Show quoted text> The way I interpret this chars in the 127..255 range are not "extended Unicode characters"
Ok, get it. But imho, characters in range 127..255 are not something special. It's something special for Perl, yes (latin-1 is default encoding). And maybe for English speakers.
For me it's just Latin-1 characters, which have codepoints < 255 in Unicode (which however does not mean that they fit 1 byte in most of commonly used unicode encodings).
Show quoted text> so I should probably rephrase to make it clearer
Ok, thanks!
Show quoted text> I think that explanation is a bit too much.
Maybe.
Show quoted text> I don't always think more documentation is better
Yes, Agree.
Show quoted text> misconception that the internal encoding of chars has semantic meaning
Maybe it has, for functions which work with bytes.
For me it's misconception that character with code 200 (Unicode) is 1 octet with code 200. It's true only if character is Latin-1 encoded.
On Thu May 23 01:11:08 2013, GAAS wrote:
Show quoted text> On Wed May 22 13:32:43 2013, vsespb wrote:
> > > Perl v5.8 and better allow extended Unicode characters in strings.

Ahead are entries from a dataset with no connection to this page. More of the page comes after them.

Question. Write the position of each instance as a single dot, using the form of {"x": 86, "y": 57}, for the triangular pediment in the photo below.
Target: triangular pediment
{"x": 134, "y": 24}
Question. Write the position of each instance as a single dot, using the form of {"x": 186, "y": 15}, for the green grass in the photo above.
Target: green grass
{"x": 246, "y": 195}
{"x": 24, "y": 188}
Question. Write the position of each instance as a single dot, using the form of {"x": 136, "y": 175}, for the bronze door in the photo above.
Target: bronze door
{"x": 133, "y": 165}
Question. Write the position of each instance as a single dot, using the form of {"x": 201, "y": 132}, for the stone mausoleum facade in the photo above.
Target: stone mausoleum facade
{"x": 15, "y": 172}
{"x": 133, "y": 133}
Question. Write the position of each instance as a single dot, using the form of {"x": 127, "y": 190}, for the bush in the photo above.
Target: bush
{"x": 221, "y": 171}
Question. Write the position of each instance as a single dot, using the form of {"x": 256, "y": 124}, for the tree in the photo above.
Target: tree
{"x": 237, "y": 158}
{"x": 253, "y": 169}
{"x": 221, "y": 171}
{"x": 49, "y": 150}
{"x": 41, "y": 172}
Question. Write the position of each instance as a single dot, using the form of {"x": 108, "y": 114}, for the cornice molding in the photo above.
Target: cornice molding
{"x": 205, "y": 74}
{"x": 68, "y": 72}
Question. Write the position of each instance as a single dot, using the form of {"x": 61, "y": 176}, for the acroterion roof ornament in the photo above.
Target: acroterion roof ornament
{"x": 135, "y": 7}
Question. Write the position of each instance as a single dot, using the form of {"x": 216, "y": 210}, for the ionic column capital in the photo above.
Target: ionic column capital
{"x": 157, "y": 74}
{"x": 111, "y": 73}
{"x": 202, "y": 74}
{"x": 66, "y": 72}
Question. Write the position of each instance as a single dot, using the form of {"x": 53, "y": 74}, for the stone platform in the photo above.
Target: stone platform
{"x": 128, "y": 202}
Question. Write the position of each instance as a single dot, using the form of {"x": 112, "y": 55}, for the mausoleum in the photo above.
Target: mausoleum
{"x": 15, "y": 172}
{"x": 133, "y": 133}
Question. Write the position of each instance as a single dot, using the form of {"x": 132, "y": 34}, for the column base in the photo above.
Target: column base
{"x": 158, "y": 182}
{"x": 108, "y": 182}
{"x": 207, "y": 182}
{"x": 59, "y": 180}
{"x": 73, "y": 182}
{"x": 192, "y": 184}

> > Such strings cannot be
> > > encoded directly, as the base64 encoding is only defined for
> single-
> > byte characters. The
> > > solution is to use the Encode module to select the byte encoding
> you
> > want.
> >
> > In fact Unicode characters > 127 and < 255 can be encoded with
> > MIME::Base64, they will be autoconverted to Latin-1 single-byte
> > encoding.
>
> The way I interpret this chars in the 127..255 range are not "extended
> Unicode
> characters", so in that way the statement is correct. You obviously
> interpret
> it to mean non-ASCII, so I should probably rephrase to make it
> clearer.
>
> > Digest::SHA module has same behaviour with Unicode, as MIME::Base64,
> > and it's documentation is a bit better explains how it will work
> >
http://search.cpan.org/~mshelor/Digest-SHA-
> > 5.84/lib/Digest/SHA.pm#UNICODE_AND_SIDE_EFFECTS
>
> I think that explanation is a bit too much. I don't always think more
> documentation is better. I don't want to contribute to the
> misconception that
> the internal encoding of chars has semantic meaning.